MONTREAL — More grim numbers have emerged at a long-term care facility in suburban Montreal as the Canadian Armed Forces prepared to fan out to nursing homes across a city that has become Canada's COVID-19 epicentre.
So far, 61 of 99 residents at the Residence Herron have tested positive for COVID-19, with some results still pending, according to the regional health authority.
Some of the residents have been hospitalized "because of their condition," said Guillaume Berube, a spokesman for the CIUSSS de l'Ouest-de-l'Ile-de-Montreal.
The new numbers do not include the 31 deaths reported earlier at the facility, which came under provincial trusteeship after reports of appalling conditions at the home.
"Because of the 31 deaths, there's an investigation, and I can confirm that five of them died because of the virus," Berube said in a phone interview Saturday.
As he spoke, 125 military personnel with medical expertise geared up to deploy to nursing homes in the Montreal area after Premier Francois Legault took the unusual step of asking the federal government for assistance from the Canadian Armed Forces.
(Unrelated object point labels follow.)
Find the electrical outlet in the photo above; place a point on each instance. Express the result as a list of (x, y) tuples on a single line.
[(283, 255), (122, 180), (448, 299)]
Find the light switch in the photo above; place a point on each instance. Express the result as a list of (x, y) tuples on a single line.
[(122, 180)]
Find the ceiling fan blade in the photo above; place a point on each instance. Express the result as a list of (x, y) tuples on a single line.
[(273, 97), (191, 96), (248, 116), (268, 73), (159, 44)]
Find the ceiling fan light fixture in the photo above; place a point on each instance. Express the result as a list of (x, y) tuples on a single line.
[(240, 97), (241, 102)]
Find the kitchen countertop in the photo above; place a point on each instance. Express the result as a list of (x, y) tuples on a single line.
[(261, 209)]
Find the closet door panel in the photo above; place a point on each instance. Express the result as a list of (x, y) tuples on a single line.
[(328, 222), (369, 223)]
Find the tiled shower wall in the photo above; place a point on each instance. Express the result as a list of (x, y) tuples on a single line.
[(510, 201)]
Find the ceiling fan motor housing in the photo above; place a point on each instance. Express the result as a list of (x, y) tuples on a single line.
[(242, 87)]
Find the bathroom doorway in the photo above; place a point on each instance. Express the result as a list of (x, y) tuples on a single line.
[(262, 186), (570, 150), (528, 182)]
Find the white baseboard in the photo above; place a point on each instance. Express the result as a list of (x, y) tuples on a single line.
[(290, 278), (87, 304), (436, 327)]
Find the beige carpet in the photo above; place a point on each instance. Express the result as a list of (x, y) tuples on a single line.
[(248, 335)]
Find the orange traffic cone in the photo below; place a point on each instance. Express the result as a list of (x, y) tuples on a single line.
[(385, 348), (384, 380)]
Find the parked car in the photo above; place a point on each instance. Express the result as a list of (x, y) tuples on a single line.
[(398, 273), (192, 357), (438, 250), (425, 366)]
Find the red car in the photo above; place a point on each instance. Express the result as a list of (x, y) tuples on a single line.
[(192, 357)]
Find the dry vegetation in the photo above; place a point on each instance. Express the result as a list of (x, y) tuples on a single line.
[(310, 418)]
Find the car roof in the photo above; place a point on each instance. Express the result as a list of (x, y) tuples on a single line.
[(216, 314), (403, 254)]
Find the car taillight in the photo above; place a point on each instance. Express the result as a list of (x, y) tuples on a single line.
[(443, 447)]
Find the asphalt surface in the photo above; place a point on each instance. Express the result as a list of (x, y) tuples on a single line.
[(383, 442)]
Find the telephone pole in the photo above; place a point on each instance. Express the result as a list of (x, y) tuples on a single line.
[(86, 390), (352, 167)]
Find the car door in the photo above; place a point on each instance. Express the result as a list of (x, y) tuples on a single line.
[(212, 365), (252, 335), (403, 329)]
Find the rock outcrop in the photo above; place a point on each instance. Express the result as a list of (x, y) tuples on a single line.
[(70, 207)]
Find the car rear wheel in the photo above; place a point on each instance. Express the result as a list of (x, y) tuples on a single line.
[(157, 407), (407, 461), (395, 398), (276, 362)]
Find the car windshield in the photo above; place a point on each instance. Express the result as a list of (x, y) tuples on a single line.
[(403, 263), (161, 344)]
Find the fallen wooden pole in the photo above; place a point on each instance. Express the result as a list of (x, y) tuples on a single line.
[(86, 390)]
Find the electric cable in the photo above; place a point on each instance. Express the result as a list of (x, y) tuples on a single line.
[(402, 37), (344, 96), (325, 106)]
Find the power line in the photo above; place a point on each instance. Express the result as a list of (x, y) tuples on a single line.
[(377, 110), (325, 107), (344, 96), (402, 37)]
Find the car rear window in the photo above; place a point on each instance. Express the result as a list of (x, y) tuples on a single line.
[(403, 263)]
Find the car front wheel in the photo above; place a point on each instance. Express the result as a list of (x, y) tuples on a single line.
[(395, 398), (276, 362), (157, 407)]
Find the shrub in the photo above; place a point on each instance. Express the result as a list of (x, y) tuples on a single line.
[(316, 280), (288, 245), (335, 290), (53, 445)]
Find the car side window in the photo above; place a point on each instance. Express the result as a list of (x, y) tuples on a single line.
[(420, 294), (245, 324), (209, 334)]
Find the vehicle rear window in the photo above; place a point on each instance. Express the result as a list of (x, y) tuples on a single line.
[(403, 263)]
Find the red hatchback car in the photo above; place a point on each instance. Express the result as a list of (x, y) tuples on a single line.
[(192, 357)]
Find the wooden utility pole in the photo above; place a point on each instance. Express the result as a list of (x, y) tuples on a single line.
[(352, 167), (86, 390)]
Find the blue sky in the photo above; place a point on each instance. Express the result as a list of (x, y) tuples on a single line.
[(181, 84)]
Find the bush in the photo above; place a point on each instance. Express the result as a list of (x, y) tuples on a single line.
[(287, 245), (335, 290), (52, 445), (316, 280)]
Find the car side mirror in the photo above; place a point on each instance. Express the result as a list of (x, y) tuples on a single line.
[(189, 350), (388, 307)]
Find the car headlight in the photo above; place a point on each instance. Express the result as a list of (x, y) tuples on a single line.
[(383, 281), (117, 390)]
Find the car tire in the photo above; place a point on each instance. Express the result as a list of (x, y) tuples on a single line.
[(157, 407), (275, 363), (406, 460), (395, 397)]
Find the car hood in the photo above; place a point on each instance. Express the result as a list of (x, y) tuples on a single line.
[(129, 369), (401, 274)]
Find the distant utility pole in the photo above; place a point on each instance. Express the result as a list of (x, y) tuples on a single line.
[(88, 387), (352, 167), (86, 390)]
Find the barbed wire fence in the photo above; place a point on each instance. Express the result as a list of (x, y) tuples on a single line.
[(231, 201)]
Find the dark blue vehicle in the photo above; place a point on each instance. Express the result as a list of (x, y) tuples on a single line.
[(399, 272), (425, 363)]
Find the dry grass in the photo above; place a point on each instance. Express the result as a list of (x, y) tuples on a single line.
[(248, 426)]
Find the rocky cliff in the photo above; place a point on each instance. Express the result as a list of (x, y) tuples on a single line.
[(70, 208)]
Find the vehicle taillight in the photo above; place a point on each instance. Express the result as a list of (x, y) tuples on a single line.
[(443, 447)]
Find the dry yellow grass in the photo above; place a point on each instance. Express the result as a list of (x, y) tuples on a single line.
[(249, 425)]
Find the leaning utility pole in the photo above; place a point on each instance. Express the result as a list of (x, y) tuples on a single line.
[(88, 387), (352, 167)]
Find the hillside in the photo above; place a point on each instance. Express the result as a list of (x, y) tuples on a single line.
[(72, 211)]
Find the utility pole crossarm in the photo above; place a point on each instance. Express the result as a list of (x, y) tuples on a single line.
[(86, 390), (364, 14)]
"For the moment, five long-term care centres in the Greater Montreal area are at the heart of the reconnaissance efforts and the needs analysis will be performed in liaison with the civilian teams on site," the Forces said in a release Saturday.
The regional health authority for Montreal's West Island, which is now overseeing the Residence Herron, confirmed it will receive support from a team of military nurses and orderlies over the next few days.
"A meeting will also take place today to determine which establishments in its jurisdiction will receive this support as a priority," Berube said.
The so-called intervention teams bound for the five long-term care homes in Montreal will be composed of one nurse and 12 technicians, each supported by support staff, the Forces said.
The regional health authority is also partnering with the Canadian Red Cross to organize training for volunteers at nursing homes ravaged by the pandemic.
The Red Cross will train 40 people each day to help residents of the area's long-term care facilities as the virus rages through Quebec, which counts the most confirmed cases of any province at more than 17,500, the health agency said.
The province reports that 805 Quebecers have now died due to the virus, more than half of them in Montreal, where there are more than 8,000 confirmed cases.
Among the dead was the first orderly in Montreal to succumb to the disease, according to the Canadian Union of Public Employees.
The union said the employee, who had more than 25 years of experience and was still on the job one week ago, worked at the Grace Dart nursing home under the same regional health authority that is now responsible for the Residence Herron.
"Know that we are crying with you today, but that tomorrow we will resume the fight on all fronts to ensure that these essential employees can do their jobs safely," said CUPE Quebec president Benoit Bouchard in a release.
The Grace Dart residence has at least 62 confirmed cases of COVID-19, according to government data.
On Thursday, Prime Minister Justin Trudeau said the Red Cross or some of the roughly 30,000 Canadians with medical training who have registered with Health Canada as potential volunteers could be tapped to assist with the crisis.